La science a démontré que, pour être de bonne humeur, notre organisme produit de la sérotonine. Or, ce processus est ralenti lorsque nous manquons de vitamine D. En été, la peau en fabrique quand elle est en contact avec le soleil. Mais, en hiver et en automne, c’est moins le cas.
A l’époque, on donnait aux enfants de l’huile de foie de morue… C’est assez désagréable. Aujourd’hui, il suffit de manger régulièrement des sardines et des maquereaux pour avoir plus de sérotonine, l’hormone de la bonne humeur. Manger des cornichons est aussi très efficace, tout comme boire du thé chaud.
Du thé chaud?
Trois tasses de thé par jour divisent par deux le risque de déprime hivernale, car le thé aussi permet au corps de fabriquer de la sérotonine et diminue le taux d’adrénaline. En plus, tenir sa tasse chaude dilate les vaisseaux situés au bout des doigts, reliés au cerveau. C’est un geste très réconfortant.
Comment lutter contre la déprime hivernale?
Le seul danger de l’hiver sur l’humeur n’est pas la température: c’est la sédentarité. Quand il fait froid, nous avons tendance à rester au chaud. Or, c’est la seule chose qui peut nous rendre malade! Des chercheurs ont montré qu’après six minutes de marche rapide, les personnes testées avaient 30% d’émotions positives de plus que celles qui étaient restées immobiles. Pour une raison simple: bouger mobilise les endorphines, considérées comme les morphines du cerveau. Six minutes par jour suffisent à améliorer son moral!
Dans votre livre, vous donnez aussi des conseils plus originaux, comme celui de faire son pain…
D’abord, le pain fait maison contiendra moins de levure que les pains industriels; il sera donc plus digeste. Et puis c’est une expérience qui invite à la méditation; on prépare, on malaxe la pâte, on est concentré sur la farine. Notre esprit ne divague pas, on est fixé sur l’instant présent. En plus, c’est une activité dont on voit le résultat rapidement. Voir le pain gonfler remonte aussi l’estime de soi. C’est véritablement euphorisant.
Ces techniques permettent-elles d’éviter les médicaments?

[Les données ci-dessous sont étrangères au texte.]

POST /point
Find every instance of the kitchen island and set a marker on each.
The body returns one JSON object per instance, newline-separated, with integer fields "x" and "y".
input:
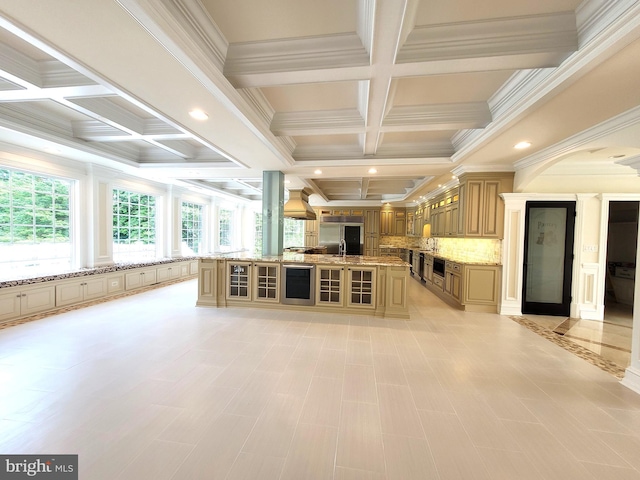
{"x": 351, "y": 284}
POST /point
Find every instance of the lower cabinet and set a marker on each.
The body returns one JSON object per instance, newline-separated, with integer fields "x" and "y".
{"x": 481, "y": 285}
{"x": 140, "y": 278}
{"x": 26, "y": 301}
{"x": 266, "y": 282}
{"x": 238, "y": 281}
{"x": 79, "y": 291}
{"x": 361, "y": 287}
{"x": 453, "y": 280}
{"x": 453, "y": 285}
{"x": 329, "y": 284}
{"x": 167, "y": 273}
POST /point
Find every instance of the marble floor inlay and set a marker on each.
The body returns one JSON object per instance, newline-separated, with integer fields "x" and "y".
{"x": 578, "y": 350}
{"x": 151, "y": 387}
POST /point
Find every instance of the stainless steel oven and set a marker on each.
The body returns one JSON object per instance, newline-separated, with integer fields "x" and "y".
{"x": 438, "y": 266}
{"x": 298, "y": 284}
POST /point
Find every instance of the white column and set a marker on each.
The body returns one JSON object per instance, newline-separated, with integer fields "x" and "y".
{"x": 512, "y": 253}
{"x": 101, "y": 192}
{"x": 174, "y": 224}
{"x": 632, "y": 373}
{"x": 215, "y": 226}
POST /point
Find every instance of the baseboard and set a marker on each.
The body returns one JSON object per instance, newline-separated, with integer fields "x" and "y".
{"x": 632, "y": 379}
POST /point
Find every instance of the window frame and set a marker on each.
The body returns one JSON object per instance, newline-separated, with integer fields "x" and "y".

Mon livre est pour les bien portants et ceux qui souhaitent le rester. Je suis professeur de médecine, je ne veux pas que ce livre soit perçu comme antimédical. L’idée n’est pas d’arrêter son traitement si celui-ci fonctionne. Il y a des cas où la mauvaise humeur se transforme en perte de capacité. Et, là, c’est la maladie qui commence. C’est toute la différence entre la prévention et le traitement. Comme en cardiologie: on sait que le mode de vie garantit la bonne santé des vaisseaux, mais en cas d’infarctus il faut soigner!
Vous dites aussi que la musique est bonne pour le moral…

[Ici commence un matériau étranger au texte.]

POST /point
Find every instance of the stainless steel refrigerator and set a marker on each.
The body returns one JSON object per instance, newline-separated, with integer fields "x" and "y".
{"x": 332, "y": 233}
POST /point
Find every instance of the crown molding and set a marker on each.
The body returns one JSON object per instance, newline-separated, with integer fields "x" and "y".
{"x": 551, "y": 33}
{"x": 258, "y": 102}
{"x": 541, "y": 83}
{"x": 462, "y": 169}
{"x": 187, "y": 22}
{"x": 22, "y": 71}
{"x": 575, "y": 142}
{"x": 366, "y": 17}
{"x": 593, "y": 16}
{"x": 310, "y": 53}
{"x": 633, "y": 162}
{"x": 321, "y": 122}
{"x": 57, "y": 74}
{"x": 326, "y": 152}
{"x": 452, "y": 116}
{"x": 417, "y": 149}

Des études ont révélé les effets objectifs de la musique sur le cerveau et sur le cœur. Toutes les mélodies ne font pas cet effet. Moi, ma drogue personnelle, c’est la Marche turque de Mozart, surtout quand elle est jouée par le pianiste Christian Zacharias.
Le deuxième air dont les scientifiques ont prouvé l’efficacité sur l’humeur est le Concerto pour piano de Tchaïkovski. Mais la musique classique n’est pas la seule à nous faire du bien. Le morceau Take Five, de Dave Brubeck, stimule les émotions positives. Mais, attention, il ne faut pas le mettre en fond, il faut se concentrer en l’écoutant pendant au moins dix minutes.
A contrario, quelles activités nous mettent de mauvaise humeur?
Nous pensons souvent que fumer et boire de l’alcool nous font du bien, nous détendent. C’est faux: sur le moment, cela fonctionne mais, très vite, cela déprime.
Et les siestes?
En hiver, les siestes et la grasse matinée sont toxiques, car il n’y a pas assez de lumière, au réveil, pour que le cerveau se resynchronise. En plus, cela perturbe les rythmes de sommeil. Donc, en ce moment, je dirai que se lever tôt est meilleur pour le moral.
Quelle est votre recette secrète pour rester de bonne humeur?
Par exemple, je vais au musée. Mais plutôt que de courir de toile en toile, je prends un quart d’heure pour me fixer devant une œuvre et je commence à méditer devant. Chez moi, cela fait fonction de psychothérapie.